Дюран вместе с тридцатью воинами следовал за ловким и быстрым Оливье по подземному ходу. Они шли без огня. Приходилось сгибаться вдвое, и для факелов просто не оставалось места, а кроме того, пламя и дым пожрали бы и без того скудные запасы воздуха. Мужчины были вооружены только ножами. И одеты в кожаные куртки, которые должны были послужить защитой от любого оружия, когда начнется драка. Но что было делать людям, вынужденным время от времени ползти на четвереньках?
А за стенами крепости разбойники Дюрана в плоских осадных шлемах, с привязанными к спинам щитами, которым предстояло уберечь их от стрел и камней, летящих сверху, с ленивым видом топтались на месте, готовые, однако, услышав призыв к оружию, зажигать костры и под прикрытием дыма идти на штурм. Солдаты на крепостном валу безразлично наблюдали за ними. Сейчас, пока шли переговоры, ни одна сторона не сделает решительного шага, но каждая была готова к бою.
Гай и Эдмунд сидели на боевых конях в ожидании минуты, когда придется перебраться через подъемный мост.

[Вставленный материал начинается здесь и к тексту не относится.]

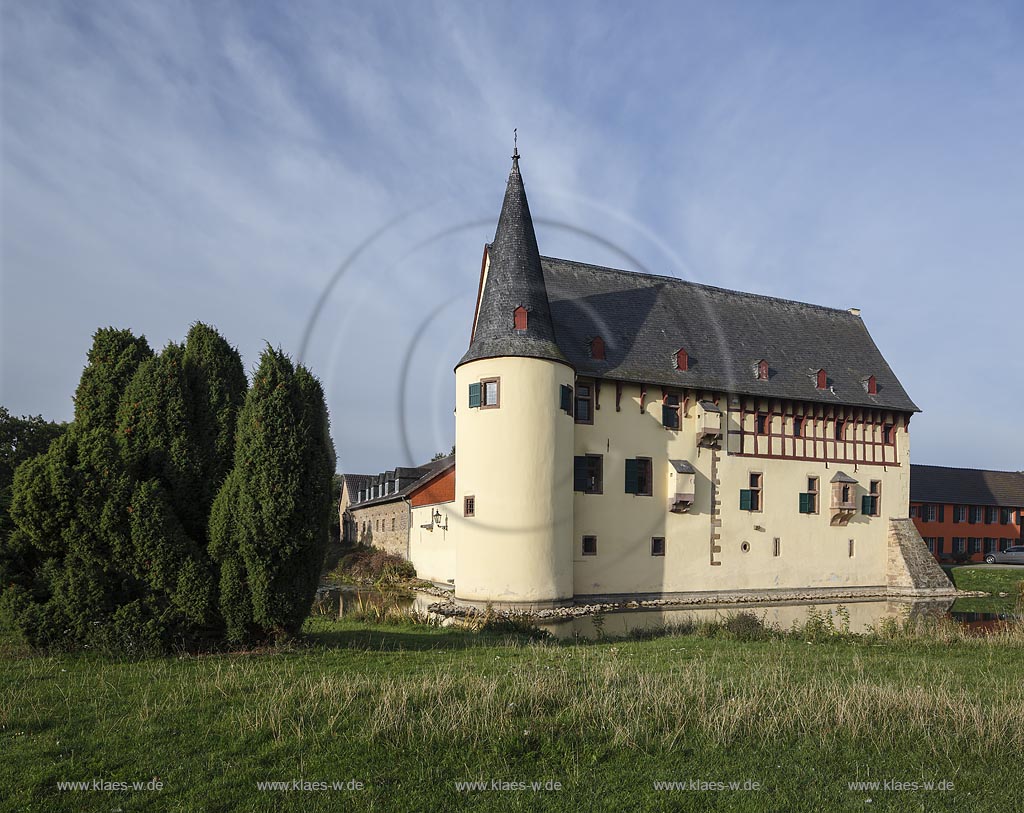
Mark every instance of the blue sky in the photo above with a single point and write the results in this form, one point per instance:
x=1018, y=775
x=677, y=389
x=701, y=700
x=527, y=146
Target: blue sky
x=164, y=163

Теперь оба были в церемониальных доспехах; на правой стороне панцирей в специальных гнездах сидели копья. Забрала пока были подняты. Их эскорт тоже полностью вооружился. Оруженосцы несли штандарты, лошади переминались на высоком берегу рва, чуя близость битвы. И рыцари, и их сопровождение знали о ловушке, в которую приходится идти добровольно.
Гай наблюдал за солнцем, чтобы определить, когда закончится второй час. Над крепостью сгущалось жаркое облако. Гай подал знак, и герольд протрубил сигнал начала переговоров.
Рыцари опустили забрала и двинулись вперед. Решетка была поднята, мост опущен. Шарль д'Ориак, стоявший на плацу, положил ладонь на рукоять меча. Его примеру последовали одетые в доспехи дядя и кузены. Отряд копейщиков окружил двор. Магдалена, держа на руках Зои, начала шаг за шагом продвигаться в спасительную тень под стеной. Остальным было не до пленницы, и ее осторожные маневры остались незамеченными.
Во дворе воцарилась мертвенная тишина, такая же глубокая, как тени, отбрасываемые крепостными стенами. А за этими стенами сияло солнце и шла обычная жизнь. Внутри же стыло выжидательное молчание, предшествующее предательству.
Лязг решетки, опущенной за въехавшими рыцарями, ознаменовал конец и молчанию, и ожиданию. Шарль с боевым кличем выхватил меч, но Гай успел нацелиться копьем и, ответив таким же диким, свирепым, торжествующем воплем, бросился на него. Рука воина оказалась верна, и д'Ориак рухнул на землю. Оруженосцы бросились поднимать своего господина, но тут разразился настоящий хаос. Возникшие неизвестно откуда воины с ножами в руках бросились на хозяев крепости. Их крики заглушал звон стали: рыцари, закованные в латы, уже орудовали мечами. Гай спрыгнул с коня, намереваясь преследовать Шарля, но не успел. Прямо на него скакал Филипп.
Магдалена вскрикнула, и Шарль обернулся. Он поднял забрало, и в глазах его сверкнула жажда убийства. Заметив Магдалену, прижимавшую к груди ребенка, он направился к ней, неуклюже ступая в тяжелых наголенниках. Но двуручный меч был высоко поднят, грозя разрубить ее надвое.